The whole scam begins with a simple question that says:
"I have USDT stored in my wallet, and I have the seed phrase. How do I transfer my funds to another wallet?"
Security firm, Kaspersky, noted that specific wallet held over $8,000 worth of stablecoins on the Tron blockchain, making victims believe that this is in fact a novice who is in need of help.
But this is not just a crypto novice, but a cleverly laid trap, because these stablecoins are help in a multi-signature wallet, and theoretically require a gas fee to be able to withdraw funds.
This trap would often attract the attention of thieves, who would try to gobble up the funds by sending Tron's TRX tokens to the wallet, only to find their tokens mysteriously evaporating into another wallet controlled by the scammers of the trap.
Because the bait wallet is set up as a multi-signature wallet, the authorisation of ongoing transactions in such wallets would require the approval of two or more people, and the money that is transferred to the personal wallet won't work and instead gets transferred to somewhere else.
The predator becomes the prey
In a turn of events, the scammers who are impersonating beginners who foolishly share access to their crypto wallet are actually tricking naive thieves, who end up becoming the victim.

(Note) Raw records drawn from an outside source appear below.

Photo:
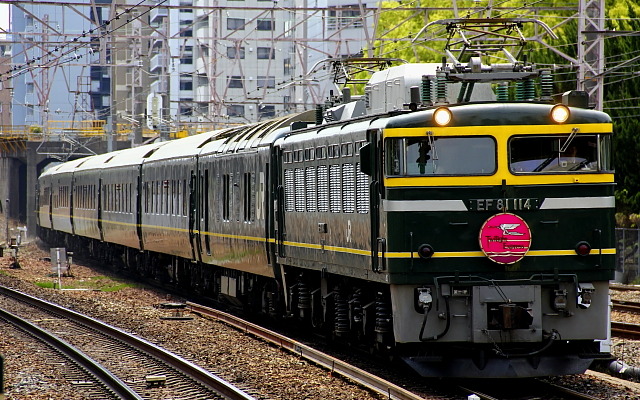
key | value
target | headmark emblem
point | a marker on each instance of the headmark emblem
(505, 238)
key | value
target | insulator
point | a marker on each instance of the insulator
(519, 91)
(502, 91)
(546, 84)
(304, 296)
(319, 112)
(341, 319)
(367, 97)
(441, 88)
(426, 92)
(383, 315)
(529, 90)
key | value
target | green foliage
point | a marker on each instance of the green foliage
(101, 283)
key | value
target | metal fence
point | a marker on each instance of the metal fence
(628, 255)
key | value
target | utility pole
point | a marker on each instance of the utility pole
(591, 50)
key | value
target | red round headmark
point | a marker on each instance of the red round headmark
(505, 238)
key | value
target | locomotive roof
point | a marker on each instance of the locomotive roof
(494, 114)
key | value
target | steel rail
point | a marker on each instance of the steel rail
(336, 366)
(182, 365)
(619, 286)
(623, 329)
(101, 374)
(623, 305)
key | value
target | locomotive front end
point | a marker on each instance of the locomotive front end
(498, 222)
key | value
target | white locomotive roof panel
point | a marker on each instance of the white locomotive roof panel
(69, 166)
(185, 147)
(133, 156)
(95, 162)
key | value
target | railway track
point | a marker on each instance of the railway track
(368, 380)
(112, 386)
(146, 368)
(624, 305)
(334, 365)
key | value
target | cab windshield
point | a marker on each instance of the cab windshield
(440, 156)
(560, 154)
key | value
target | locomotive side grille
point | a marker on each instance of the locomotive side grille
(299, 185)
(323, 189)
(362, 191)
(310, 179)
(348, 186)
(289, 191)
(335, 188)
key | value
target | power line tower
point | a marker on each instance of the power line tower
(591, 50)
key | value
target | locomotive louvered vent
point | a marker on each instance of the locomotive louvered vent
(299, 190)
(362, 191)
(289, 190)
(348, 188)
(323, 189)
(334, 188)
(312, 192)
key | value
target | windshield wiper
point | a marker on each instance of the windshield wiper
(563, 148)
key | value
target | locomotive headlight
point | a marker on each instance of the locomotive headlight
(425, 251)
(583, 249)
(442, 116)
(560, 113)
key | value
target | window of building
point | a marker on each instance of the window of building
(235, 81)
(186, 83)
(266, 81)
(235, 52)
(344, 17)
(186, 108)
(287, 66)
(266, 53)
(265, 25)
(235, 110)
(235, 24)
(267, 111)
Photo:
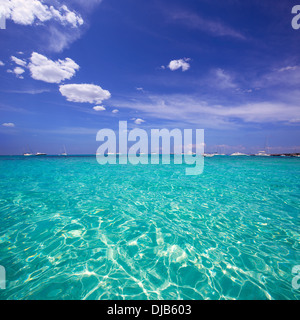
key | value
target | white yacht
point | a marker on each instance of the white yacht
(238, 154)
(262, 154)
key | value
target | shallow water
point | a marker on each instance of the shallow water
(73, 229)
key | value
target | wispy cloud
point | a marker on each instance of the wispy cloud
(191, 109)
(213, 27)
(29, 12)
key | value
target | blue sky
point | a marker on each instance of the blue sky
(70, 68)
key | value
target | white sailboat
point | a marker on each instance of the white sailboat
(238, 154)
(264, 153)
(65, 152)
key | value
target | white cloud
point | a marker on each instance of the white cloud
(193, 110)
(222, 79)
(28, 12)
(99, 108)
(8, 124)
(84, 93)
(139, 121)
(18, 61)
(288, 68)
(18, 71)
(177, 64)
(214, 27)
(44, 69)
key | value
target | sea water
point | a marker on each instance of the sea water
(73, 229)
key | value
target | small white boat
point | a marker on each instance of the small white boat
(262, 154)
(64, 153)
(238, 154)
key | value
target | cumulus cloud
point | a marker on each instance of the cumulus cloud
(99, 108)
(18, 61)
(84, 93)
(18, 71)
(44, 69)
(29, 12)
(8, 125)
(222, 79)
(139, 121)
(177, 64)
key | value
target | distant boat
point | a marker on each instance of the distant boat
(65, 152)
(238, 154)
(262, 154)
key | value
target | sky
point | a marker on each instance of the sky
(70, 68)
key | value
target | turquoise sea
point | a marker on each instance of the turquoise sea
(73, 229)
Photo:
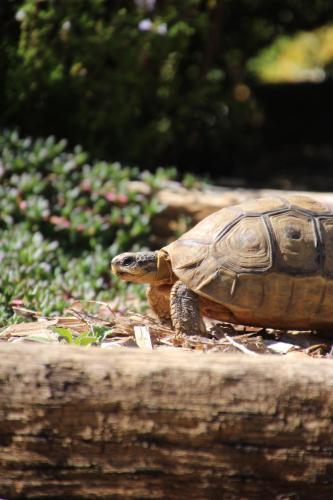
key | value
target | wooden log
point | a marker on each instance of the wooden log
(86, 423)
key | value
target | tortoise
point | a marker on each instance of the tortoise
(266, 262)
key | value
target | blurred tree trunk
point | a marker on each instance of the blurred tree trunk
(85, 423)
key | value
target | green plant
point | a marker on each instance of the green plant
(63, 219)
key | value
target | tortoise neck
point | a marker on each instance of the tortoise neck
(164, 274)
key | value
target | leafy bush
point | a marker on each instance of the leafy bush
(143, 81)
(63, 219)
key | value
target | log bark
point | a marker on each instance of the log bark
(195, 204)
(86, 423)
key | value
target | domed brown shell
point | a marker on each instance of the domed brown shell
(268, 261)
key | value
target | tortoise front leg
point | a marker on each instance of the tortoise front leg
(159, 300)
(185, 312)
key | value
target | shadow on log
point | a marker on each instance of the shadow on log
(78, 423)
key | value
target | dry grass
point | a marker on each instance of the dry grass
(109, 329)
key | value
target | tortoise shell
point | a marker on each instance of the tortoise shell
(267, 262)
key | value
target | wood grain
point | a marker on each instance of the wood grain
(85, 423)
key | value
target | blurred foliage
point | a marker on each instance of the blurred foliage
(307, 56)
(62, 221)
(147, 82)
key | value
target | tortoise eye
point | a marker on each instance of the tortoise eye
(128, 261)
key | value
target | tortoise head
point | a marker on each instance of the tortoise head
(140, 267)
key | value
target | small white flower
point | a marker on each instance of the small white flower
(66, 25)
(146, 4)
(145, 25)
(20, 15)
(162, 29)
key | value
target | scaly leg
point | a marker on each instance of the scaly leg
(185, 312)
(159, 300)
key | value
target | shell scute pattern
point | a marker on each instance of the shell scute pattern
(268, 261)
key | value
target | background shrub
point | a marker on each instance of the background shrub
(62, 220)
(146, 82)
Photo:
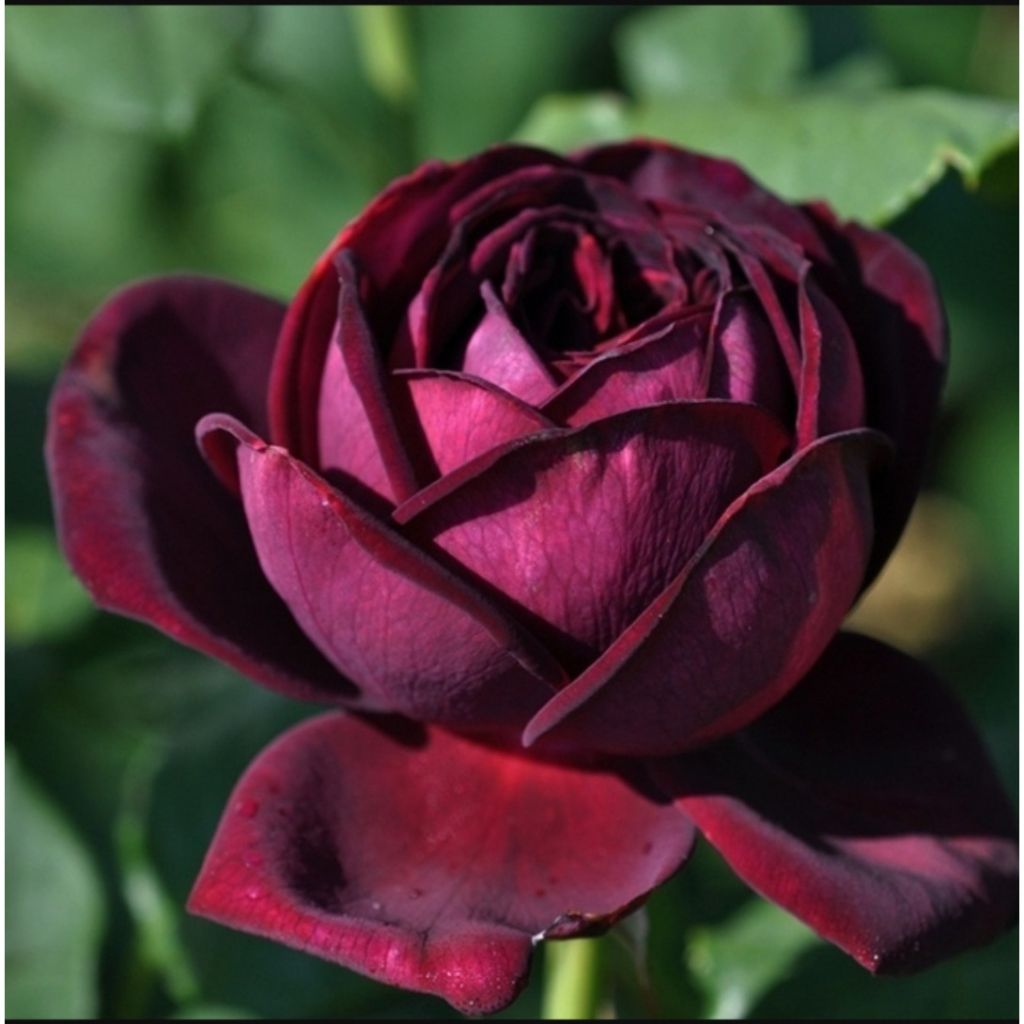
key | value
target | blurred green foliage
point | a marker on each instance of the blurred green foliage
(237, 141)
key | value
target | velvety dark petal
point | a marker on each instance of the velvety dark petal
(345, 439)
(396, 240)
(669, 365)
(832, 390)
(865, 805)
(461, 418)
(582, 528)
(415, 638)
(427, 861)
(747, 365)
(141, 519)
(656, 170)
(898, 322)
(498, 352)
(369, 379)
(763, 287)
(740, 624)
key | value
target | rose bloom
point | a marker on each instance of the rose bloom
(557, 479)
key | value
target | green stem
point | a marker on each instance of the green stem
(572, 981)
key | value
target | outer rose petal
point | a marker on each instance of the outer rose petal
(865, 805)
(415, 638)
(740, 624)
(900, 328)
(582, 527)
(143, 523)
(427, 861)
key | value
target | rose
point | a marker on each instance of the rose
(559, 475)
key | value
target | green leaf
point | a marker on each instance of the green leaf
(960, 46)
(313, 57)
(869, 156)
(266, 194)
(739, 960)
(711, 52)
(53, 914)
(42, 600)
(81, 209)
(135, 68)
(383, 34)
(560, 122)
(481, 68)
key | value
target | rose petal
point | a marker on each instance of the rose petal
(498, 352)
(141, 520)
(415, 638)
(396, 240)
(740, 624)
(666, 366)
(347, 450)
(747, 365)
(427, 861)
(656, 170)
(832, 390)
(462, 418)
(368, 379)
(582, 528)
(902, 338)
(865, 805)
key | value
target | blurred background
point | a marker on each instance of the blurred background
(236, 141)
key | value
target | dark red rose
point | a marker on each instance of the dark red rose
(558, 475)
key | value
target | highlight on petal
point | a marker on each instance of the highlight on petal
(396, 240)
(141, 519)
(667, 365)
(865, 805)
(428, 861)
(740, 624)
(413, 636)
(461, 417)
(580, 529)
(497, 351)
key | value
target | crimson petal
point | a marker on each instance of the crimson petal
(396, 239)
(658, 171)
(142, 521)
(624, 503)
(367, 597)
(832, 390)
(462, 418)
(747, 365)
(668, 365)
(901, 334)
(865, 805)
(741, 624)
(428, 861)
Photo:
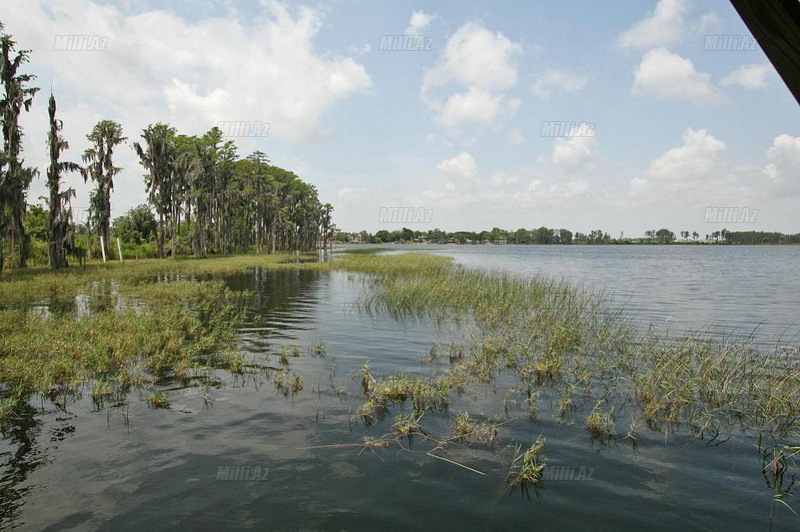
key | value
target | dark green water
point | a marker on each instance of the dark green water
(135, 468)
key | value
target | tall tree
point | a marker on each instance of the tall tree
(158, 157)
(59, 217)
(15, 178)
(105, 136)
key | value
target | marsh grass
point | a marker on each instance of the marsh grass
(527, 468)
(549, 333)
(158, 399)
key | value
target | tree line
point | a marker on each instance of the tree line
(204, 197)
(546, 235)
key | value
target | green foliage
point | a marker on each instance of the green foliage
(137, 226)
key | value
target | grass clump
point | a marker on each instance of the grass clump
(527, 467)
(601, 424)
(158, 399)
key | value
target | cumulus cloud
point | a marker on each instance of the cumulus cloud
(663, 27)
(697, 158)
(475, 57)
(784, 167)
(515, 137)
(251, 72)
(192, 73)
(419, 21)
(553, 80)
(576, 149)
(483, 63)
(751, 76)
(666, 75)
(461, 166)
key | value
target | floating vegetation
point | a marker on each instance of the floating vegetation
(158, 399)
(287, 382)
(600, 424)
(527, 467)
(318, 349)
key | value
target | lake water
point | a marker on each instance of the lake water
(133, 468)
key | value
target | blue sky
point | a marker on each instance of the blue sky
(677, 128)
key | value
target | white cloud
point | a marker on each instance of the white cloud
(515, 137)
(461, 166)
(576, 149)
(784, 168)
(666, 75)
(697, 158)
(251, 72)
(475, 57)
(663, 28)
(419, 21)
(360, 49)
(751, 76)
(483, 63)
(475, 107)
(193, 74)
(557, 79)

There are some who are even calling these scammers Robin Hoods because of how these schemes primarily target other crooked individuals.
This scam is lone event, with several instances across the internet teeming with similar comments from new accounts, all of which dangled the same seed phrase.
But these gas fees are typically cheap adn cost less than $10 across most blockchains, meaning that the hustle is likely to target wannabe thieves instead of being a complex operation that is aiming to steal thousands, or even millions of dollars.